Greece, Germany, Czech Republic and Luxembourg have reported 40 cases of the Salmonella serotype with an antigenic formula 11:z41:enz15, which has never been described before.
The Salmonella serotype was found in imported sesame seeds in Germany from Nigeria.
ECDC said as sesame seeds have a long shelf life and cases have been reported recently, it is likely contaminated batches have been in the food chain for several months in a number of Member States.
Link to sesame-based products
Greece has reported 22 cases since March 2016, including 15 children less than 15 years of age. Two cases have been detected in 2017, the most recent at the end of February.

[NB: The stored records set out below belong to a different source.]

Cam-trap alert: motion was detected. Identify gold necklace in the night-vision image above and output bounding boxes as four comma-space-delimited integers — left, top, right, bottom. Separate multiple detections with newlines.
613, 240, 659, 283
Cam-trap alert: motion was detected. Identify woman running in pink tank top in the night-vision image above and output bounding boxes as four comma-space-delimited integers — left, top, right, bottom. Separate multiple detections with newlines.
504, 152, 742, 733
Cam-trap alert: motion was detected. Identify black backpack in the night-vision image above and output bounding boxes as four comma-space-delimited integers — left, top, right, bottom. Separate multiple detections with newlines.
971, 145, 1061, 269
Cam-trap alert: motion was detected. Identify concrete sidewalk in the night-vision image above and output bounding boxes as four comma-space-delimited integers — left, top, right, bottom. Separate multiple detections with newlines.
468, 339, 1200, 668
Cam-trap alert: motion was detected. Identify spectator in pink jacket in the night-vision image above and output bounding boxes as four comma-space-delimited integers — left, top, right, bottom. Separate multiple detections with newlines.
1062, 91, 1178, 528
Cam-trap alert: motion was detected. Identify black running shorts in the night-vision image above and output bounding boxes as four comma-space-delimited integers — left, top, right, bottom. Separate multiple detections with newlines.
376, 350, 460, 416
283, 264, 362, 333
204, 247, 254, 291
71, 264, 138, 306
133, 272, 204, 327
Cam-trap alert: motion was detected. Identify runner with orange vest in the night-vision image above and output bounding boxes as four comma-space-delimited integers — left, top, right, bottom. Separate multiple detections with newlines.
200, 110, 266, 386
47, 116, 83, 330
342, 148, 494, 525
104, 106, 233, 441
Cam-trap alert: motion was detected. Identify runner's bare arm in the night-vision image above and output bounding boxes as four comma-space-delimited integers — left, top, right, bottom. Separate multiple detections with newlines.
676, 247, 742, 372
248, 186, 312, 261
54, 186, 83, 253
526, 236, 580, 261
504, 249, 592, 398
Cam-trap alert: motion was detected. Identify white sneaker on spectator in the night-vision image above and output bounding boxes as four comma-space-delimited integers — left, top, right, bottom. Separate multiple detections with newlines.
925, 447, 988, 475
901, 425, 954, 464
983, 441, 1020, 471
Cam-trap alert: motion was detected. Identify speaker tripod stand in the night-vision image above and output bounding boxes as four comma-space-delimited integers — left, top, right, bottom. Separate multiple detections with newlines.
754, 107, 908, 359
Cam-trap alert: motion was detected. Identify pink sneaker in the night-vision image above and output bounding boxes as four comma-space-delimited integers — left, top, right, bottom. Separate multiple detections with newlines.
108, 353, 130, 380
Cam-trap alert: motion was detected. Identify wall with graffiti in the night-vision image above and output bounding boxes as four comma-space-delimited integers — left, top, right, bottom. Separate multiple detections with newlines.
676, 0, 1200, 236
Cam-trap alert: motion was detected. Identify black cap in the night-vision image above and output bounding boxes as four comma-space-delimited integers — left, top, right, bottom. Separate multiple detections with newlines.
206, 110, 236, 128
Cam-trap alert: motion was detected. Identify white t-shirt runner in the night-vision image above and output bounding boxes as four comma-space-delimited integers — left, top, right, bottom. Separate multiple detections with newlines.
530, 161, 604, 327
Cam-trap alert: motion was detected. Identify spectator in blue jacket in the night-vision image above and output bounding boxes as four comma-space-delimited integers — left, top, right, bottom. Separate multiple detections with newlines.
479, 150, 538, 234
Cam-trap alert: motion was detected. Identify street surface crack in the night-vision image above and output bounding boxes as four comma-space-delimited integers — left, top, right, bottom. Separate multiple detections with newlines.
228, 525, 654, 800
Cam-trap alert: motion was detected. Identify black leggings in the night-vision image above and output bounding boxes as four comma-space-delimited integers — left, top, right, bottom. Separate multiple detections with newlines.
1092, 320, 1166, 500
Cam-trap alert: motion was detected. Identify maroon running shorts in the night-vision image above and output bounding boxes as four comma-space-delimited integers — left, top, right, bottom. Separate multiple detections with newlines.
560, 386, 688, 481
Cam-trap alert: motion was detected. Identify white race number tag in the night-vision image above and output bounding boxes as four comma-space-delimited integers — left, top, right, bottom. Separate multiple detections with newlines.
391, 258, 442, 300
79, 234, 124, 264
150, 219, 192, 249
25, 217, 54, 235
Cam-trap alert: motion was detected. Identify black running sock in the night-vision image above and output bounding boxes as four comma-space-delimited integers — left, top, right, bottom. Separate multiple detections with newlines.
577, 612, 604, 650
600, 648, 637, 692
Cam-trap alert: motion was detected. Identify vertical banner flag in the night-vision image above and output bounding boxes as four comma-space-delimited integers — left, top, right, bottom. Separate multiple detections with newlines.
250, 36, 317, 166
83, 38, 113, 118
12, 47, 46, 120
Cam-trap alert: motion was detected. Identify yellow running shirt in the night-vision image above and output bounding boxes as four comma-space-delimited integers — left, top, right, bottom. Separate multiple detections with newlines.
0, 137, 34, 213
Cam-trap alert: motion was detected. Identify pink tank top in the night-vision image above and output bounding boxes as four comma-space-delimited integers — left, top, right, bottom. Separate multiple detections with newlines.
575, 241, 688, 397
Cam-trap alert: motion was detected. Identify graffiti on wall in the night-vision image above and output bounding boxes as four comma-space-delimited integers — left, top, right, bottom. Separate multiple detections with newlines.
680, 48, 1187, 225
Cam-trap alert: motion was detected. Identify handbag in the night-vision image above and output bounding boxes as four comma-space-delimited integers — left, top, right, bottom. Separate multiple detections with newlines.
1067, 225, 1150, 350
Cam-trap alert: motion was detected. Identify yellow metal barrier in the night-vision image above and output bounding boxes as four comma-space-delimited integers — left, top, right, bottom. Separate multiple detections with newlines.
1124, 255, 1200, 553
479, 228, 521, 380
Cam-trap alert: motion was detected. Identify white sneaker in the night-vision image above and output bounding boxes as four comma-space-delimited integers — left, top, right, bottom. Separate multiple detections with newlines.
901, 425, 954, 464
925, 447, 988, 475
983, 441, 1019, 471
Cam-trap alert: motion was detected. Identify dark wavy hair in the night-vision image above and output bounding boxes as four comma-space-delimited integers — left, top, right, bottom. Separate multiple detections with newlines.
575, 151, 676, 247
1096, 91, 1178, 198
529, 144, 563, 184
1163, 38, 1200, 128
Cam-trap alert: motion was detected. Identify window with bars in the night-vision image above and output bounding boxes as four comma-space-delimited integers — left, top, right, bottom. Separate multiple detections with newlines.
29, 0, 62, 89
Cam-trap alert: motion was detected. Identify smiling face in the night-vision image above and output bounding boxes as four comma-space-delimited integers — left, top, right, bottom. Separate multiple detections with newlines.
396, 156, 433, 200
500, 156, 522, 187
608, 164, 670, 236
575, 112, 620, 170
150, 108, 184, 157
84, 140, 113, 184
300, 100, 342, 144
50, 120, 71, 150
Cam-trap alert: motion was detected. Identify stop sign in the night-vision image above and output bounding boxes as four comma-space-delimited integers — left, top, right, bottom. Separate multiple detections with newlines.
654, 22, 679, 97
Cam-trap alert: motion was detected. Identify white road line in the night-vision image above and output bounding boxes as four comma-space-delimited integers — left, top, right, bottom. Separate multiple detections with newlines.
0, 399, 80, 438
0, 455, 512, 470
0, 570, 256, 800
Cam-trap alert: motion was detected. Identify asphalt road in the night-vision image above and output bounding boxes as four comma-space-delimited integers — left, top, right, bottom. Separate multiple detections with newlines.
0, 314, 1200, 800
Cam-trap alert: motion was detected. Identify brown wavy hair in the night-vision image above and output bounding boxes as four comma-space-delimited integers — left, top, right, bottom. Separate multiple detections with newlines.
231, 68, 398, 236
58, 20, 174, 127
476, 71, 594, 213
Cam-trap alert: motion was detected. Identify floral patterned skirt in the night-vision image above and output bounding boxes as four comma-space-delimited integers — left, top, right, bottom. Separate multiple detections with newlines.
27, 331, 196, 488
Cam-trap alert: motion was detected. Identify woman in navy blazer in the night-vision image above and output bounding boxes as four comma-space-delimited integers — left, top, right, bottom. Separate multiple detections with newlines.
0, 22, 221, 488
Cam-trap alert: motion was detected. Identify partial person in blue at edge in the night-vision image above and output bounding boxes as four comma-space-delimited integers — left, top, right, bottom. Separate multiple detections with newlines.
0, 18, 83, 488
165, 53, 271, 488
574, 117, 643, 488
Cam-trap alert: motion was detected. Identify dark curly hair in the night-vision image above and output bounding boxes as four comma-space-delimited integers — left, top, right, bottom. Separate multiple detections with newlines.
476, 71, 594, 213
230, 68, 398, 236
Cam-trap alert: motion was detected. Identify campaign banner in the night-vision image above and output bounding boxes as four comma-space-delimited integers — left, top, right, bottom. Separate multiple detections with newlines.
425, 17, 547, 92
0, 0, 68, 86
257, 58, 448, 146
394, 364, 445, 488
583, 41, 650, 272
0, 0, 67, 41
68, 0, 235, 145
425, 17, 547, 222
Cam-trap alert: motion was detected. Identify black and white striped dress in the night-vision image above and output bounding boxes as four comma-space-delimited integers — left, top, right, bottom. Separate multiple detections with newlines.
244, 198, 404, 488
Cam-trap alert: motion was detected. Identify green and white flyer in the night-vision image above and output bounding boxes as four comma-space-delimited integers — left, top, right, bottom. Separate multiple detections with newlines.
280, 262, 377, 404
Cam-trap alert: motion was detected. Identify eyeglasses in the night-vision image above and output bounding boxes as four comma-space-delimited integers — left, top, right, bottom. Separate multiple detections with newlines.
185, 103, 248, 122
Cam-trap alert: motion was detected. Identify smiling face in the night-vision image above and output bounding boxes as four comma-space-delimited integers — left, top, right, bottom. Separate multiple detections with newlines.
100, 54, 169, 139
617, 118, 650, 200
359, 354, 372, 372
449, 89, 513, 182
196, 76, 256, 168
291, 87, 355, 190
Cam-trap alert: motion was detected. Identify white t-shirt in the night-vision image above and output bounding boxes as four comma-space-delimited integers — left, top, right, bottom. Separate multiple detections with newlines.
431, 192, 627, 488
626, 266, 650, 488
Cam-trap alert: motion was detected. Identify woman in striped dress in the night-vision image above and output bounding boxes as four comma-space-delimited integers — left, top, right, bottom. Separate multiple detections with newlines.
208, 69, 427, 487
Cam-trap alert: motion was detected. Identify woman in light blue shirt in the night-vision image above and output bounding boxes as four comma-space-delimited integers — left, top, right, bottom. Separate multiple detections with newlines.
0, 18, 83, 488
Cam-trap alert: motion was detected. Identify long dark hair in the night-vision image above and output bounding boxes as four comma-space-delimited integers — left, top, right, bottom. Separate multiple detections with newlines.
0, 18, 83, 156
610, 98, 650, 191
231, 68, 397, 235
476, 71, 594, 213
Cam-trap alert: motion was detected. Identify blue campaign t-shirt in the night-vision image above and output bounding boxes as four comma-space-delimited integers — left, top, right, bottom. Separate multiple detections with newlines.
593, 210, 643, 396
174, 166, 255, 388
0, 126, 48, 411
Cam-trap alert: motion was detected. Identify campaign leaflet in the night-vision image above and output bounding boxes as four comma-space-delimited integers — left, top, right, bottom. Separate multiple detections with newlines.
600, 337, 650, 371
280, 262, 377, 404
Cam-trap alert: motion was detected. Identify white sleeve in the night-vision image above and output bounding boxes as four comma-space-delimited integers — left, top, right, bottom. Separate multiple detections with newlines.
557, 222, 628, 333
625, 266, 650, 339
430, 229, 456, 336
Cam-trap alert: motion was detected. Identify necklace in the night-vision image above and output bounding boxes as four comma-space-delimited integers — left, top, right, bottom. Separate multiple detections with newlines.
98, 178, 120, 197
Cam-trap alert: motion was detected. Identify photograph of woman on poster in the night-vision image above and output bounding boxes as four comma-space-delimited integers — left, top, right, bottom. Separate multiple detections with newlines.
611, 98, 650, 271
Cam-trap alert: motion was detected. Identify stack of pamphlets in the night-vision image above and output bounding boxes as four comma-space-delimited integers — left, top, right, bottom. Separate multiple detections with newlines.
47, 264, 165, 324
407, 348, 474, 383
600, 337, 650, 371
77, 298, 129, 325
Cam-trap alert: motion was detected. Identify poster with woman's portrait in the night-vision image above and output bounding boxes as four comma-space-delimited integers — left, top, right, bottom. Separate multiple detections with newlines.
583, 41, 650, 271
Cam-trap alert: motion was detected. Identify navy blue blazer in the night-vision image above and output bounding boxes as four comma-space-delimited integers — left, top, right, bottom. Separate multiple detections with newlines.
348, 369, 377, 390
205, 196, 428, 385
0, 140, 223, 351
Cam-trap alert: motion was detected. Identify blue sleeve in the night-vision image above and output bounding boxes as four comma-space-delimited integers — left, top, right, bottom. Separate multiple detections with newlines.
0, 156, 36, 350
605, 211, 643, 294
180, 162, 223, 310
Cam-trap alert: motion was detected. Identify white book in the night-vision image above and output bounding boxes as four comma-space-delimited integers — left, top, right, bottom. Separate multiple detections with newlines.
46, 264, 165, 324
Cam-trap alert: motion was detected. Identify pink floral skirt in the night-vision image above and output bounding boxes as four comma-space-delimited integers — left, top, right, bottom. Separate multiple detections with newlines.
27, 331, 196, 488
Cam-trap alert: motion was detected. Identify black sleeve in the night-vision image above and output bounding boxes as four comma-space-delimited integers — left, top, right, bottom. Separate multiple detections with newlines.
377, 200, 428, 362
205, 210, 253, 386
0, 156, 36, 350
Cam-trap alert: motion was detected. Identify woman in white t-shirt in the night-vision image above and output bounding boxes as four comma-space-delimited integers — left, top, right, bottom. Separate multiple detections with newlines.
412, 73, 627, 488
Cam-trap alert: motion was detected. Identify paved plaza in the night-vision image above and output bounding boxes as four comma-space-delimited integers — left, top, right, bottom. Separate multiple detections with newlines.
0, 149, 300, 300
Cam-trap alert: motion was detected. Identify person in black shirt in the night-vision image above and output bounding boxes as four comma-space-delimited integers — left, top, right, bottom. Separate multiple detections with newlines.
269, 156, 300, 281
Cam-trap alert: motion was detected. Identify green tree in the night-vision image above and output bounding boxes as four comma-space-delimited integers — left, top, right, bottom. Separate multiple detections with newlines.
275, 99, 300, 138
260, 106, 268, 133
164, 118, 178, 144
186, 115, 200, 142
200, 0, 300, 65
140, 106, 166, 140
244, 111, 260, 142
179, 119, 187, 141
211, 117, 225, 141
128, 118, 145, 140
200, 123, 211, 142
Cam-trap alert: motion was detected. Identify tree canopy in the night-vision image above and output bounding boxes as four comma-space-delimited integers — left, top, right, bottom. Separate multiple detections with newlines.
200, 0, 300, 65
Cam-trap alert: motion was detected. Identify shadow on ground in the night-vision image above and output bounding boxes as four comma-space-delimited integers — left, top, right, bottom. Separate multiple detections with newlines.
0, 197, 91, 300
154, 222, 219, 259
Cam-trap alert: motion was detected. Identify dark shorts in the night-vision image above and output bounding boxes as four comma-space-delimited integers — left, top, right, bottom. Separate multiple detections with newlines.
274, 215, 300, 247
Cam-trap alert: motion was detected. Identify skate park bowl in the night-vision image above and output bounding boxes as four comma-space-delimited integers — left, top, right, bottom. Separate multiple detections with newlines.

In Greece, a study of 11 cases with the new serotype and 22 cases of Salmonella Enteritidis indicated an association between disease and consumption of tahini (a sesame-based product).
Cases reported eating commercial products but no specific trademark was implicated.
In the Czech Republic, two of five cases mentioned possible consumption of sesame-based products.
Germany has 10 cases since May 2016 and the last one was notified in February this year.
Four cases had an epidemiological link to Greece, either through travel or a case visited by Greek relatives. The other six cases were exposed in Germany.
The Salmonella serotype was detected during a company’s check of sesame seeds in October 2016.
WGS analysis concluded the Salmonella food isolate was identical to the human isolates.
Germany issued an RASFF notification on 22 February 2017.
Czech Republic has five cases (two males and three females), three of which are children. The most recent case was notified at the end of June 2016. None of the cases were travel-related.
Luxembourg has reported one symptomatic and two asymptomatic cases, with the latest notification in February 2017.
Twelve countries (Austria, Cyprus, Denmark, Finland, France, Ireland, Italy, the Netherlands, Norway, Scotland, Sweden and Switzerland) did not have any of the novel human Salmonella isolates.
The Salmonella isolates with the unusual antigenic type were identified by the National Reference Laboratory for Salmonella and Shigella (NRLSS) in Greece.
The pulsed-field gel electrophoresis (PFGE) profile was uploaded to the European Surveillance System (TESSy).
By the end of 2016, the Greek National Reference Centre had around 200 Salmonella isolates waiting to be serotyped; so additional cases during that period could emerge later.
The Pasteur Institute in Paris confirmed results of a Greek laboratory, verifying a new serotype of Salmonella enterica subspecies enterica.
If this is confirmed by additional testing, a name will be given to the new serotype.